Most non-profit organisations can't afford to pay an outsider to do this for them, so usually a computer-literate member volunteers to take on the role. The downside of using a volunteer is that they may become busy, go on holidays, or lose interest in the organisation, leaving you temporarily (or worse - permanently!) unable to update your site. Make sure whoever takes on this role leaves written instructions and passwords with other members of your organisation, just in case.
Another problem with using members is that they might not turn out to be as web-savvy as they first seem. Web page authoring is not as easy as it appears — there are usability, maintainability, and cross-browser issues to be aware of. I don't want this to sound like an advertisement, but the CityDesk desktop content management system I mentioned above makes web sites much easier to maintain for the average user. Once your site is set up, CityDesk is no harder to use than the typical word processor.

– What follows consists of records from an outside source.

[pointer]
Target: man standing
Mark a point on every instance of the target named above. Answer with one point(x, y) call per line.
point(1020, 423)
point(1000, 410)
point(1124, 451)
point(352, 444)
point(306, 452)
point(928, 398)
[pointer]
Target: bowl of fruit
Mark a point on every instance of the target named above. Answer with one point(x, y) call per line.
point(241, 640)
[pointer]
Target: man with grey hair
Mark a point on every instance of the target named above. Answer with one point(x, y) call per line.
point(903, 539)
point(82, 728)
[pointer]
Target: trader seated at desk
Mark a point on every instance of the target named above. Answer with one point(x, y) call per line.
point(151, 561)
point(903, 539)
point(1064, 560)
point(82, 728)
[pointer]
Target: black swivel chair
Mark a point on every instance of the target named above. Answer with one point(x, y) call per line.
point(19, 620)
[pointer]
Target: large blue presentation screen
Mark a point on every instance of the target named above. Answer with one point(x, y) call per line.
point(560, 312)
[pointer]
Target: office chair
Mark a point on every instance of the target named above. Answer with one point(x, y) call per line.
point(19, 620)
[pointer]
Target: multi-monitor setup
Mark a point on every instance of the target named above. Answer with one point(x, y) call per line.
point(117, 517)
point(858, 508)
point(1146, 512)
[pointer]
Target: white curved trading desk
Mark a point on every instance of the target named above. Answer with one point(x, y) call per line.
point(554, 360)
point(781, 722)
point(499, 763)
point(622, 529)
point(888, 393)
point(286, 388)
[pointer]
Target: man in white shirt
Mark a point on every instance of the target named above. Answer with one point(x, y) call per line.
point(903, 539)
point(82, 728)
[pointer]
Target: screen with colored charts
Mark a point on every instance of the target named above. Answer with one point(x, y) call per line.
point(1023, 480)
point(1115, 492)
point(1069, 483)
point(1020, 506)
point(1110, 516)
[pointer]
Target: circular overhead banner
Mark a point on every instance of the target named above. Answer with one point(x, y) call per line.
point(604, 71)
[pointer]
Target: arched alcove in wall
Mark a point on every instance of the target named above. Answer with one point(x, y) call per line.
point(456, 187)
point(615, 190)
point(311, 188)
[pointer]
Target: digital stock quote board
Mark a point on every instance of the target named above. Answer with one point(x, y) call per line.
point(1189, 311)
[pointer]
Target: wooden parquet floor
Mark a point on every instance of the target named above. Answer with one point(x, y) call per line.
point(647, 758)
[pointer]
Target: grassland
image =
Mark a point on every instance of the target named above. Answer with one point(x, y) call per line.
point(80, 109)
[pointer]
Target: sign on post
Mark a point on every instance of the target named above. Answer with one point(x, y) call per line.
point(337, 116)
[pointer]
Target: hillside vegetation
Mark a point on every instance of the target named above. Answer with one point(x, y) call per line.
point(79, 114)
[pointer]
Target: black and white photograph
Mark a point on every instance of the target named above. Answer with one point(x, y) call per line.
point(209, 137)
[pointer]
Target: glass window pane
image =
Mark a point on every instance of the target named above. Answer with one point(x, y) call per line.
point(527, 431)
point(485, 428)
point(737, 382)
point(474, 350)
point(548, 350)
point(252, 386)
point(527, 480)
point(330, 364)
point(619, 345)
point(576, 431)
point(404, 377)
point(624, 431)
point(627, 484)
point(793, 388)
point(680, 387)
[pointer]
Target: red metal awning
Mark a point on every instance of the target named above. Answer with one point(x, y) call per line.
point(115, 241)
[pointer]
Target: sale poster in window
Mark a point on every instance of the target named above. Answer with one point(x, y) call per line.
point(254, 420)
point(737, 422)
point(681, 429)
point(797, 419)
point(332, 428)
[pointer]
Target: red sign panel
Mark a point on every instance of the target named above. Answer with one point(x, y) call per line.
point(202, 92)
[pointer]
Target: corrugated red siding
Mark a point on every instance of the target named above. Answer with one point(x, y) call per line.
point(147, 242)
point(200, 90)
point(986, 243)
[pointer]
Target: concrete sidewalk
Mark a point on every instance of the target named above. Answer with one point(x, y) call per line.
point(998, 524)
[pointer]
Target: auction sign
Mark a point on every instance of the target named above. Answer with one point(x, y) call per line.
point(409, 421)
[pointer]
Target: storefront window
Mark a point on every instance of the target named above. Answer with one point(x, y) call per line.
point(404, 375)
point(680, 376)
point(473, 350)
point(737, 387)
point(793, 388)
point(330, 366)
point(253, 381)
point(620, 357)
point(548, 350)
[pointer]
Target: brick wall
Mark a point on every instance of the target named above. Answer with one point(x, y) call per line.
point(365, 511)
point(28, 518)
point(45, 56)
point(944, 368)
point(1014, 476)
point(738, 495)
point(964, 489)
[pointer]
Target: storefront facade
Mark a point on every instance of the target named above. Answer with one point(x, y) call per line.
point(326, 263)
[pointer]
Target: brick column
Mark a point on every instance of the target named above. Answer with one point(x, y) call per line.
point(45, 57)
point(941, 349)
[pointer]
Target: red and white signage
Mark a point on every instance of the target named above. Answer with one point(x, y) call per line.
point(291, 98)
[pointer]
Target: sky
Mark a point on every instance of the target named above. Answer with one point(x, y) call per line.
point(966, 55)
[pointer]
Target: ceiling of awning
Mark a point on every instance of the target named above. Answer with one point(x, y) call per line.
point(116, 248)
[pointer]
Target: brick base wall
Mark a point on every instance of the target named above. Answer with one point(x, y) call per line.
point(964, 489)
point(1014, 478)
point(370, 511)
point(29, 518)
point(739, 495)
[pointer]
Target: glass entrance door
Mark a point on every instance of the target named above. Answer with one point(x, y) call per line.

Professional web developers will usually charge either by the hour or per page for site modifications. In either case, it will usually work out cheaper if you can send through your updates grouped into batches, rather than sending individual requests one at a time. Prices and abilities vary considerably, so shop around and ask to see some example sites before you sign up.
In the end, it's simple to decide whether or not your organisation should be online. If the expected benefits outweigh the expected costs, it'll be worthwhile. If the expected costs are greater than the value of the expected benefits, it would be a waste of your time and money.
Only you can judge the value of the benefits you expect to gain from having a website. Hopefully this article has given you a realistic understanding of both the costs and the benefits, so you can make an informed decision for your particular situation.
Over the coming months, I'll be writing a series of articles to help you put all this theory into practice. They'll give you simple guidelines to increase your site's effectiveness, and easy-to-use tools to keep the costs of setting up and maintaining your site down.